Opinión

¿Quién producirá lo que debemos exportar?

"La voracidad fiscal sobre las exportaciones es un caso único en el mundo ya que no se grava el acto de vender", afirma Diana Mondino.
Diana Mondino
por Diana Mondino |
Si las empresas no son rentables y las familias no tienen buenas condiciones de vida ¿quién producirá lo debemos exportar?

"Si las empresas no son rentables y las familias no tienen buenas condiciones de vida ¿quién producirá lo debemos exportar?", se pregunta la autora.

Doy por sentado que todos entendemos la enorme importancia de las exportaciones. Aunque el país no estuviera en recesión y empobrecido, lo mismo es importante vender a todo el planeta, para tener muchos clientes y poder vender mucho mayores cantidades a mejores precios.

Si Italia se negara a vender Ferraris para que puedan comprarla primero los italianos, o los japoneses no produjeran chips para que sólo las tuvieran sus propias computadoras, tendrían serios problemas. Sus costos serían mayores al tener menor producción, y no tendrían recursos para comprar otras cosas que no pueden producir.

Tenemos que recordar que no podemos producir de todo para todos. Hay especialidades, y sobretodo, hay distintos precios relativos. Conviene especializarse en algunas áreas y con las divisas que generan las exportaciones, comprar aquello que el país no pueda o sepa producir.

Esos son los argumentos más elementales en favor de las exportaciones, y por supuesto, hay muchos más. Sin embargo, no sólo se castiga a las exportaciones –dólfundamentalmente del agro- con fuertes impuestos como las retenciones. Hay además otros elementos adicionales: la brecha, falta de acuerdos comerciales, problemas burocráticos y regulaciones medievales. La brecha es un tema serio: todos sabemos que si se quieren comprar dólares el precio es mucho mayor. En términos generales, el dólar está a aproximadamente $180 pero el productor recibe entre $ 67 y $93, dependiendo de qué exporte. Con ello, tiene escasa capacidad de compra. Si además consideramos problemas logísticos, que no hay buen acceso a escuelas ni tecnología, pareciera que cada vez habrá menos gente que produzca lo que Argentina puede exportar.

Sí, debemos preguntarnos quien producirá lo que debemos exportar. Argentina tiene gran producción agropecuaria, pero también de las llamadas ciencias del conocimiento (desde biotecnología a videojuegos, desde remedios hasta autopartes). ¿Cómo y dónde están las personas que van a producir? ¿Qué medios tendrán, qué educación reciben, qué logística necesitarán para exportar? Ya sea inseminar una vaca, recoger las uvas para un excelente vino, cortar el género para una camisa, o diseñar una plataforma AgTech, en todos los casos el entrenamiento, capacitación y educación es imprescindible.

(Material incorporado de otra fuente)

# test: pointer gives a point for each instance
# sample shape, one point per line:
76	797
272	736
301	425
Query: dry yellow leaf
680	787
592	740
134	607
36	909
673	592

Si las empresas cierran por falta de rentabilidad, o por falta de oportunidades para quienes allí trabajan, nos encontraremos en un círculo vicioso. Cada vez habrá menos recursos, menos inversión y un estado voraz que querrá cobrar aún más impuestos para sostener a quienes van perdiendo su trabajo. Mucho mejor sería que las empresas pudieran crecer sin estar sometidas a la voracidad fiscal. De lo contrario, no quedarán empresas que produzcan lo que debemos exportar.

La voracidad fiscal sobre las exportaciones es un caso único en el mundo ya que no se grava el acto de vender. Los impuestos debieran ser sobre las ganancias pero jamás por el hecho de vender, independientemente del resultado. En cualquier producto doméstico los impuestos representan algo más del 40% del precio, y falta luego computar los costos. En el extremo, para exportación de oleaginosas los impuestos de son más del 60% y también falta luego computar los costos.

A las retenciones y brechas se han agregado los cupos de exportación. Sólo algunos pueden exportar, y la asignación de cupos es … ponga Ud .la palabra que considere apropiada. Soy una dama y no puedo escribirlo. Si sólo algunos logran el cupo, además de distorsionarse el precio, se reduce la intención de producción. Quedarán menos empresas y el desempleo aumentará.

Si las empresas no son rentables y las familias no tienen buenas condiciones de vida (transporte, educación, salud, etc.), ¿quién producirá lo debemos exportar?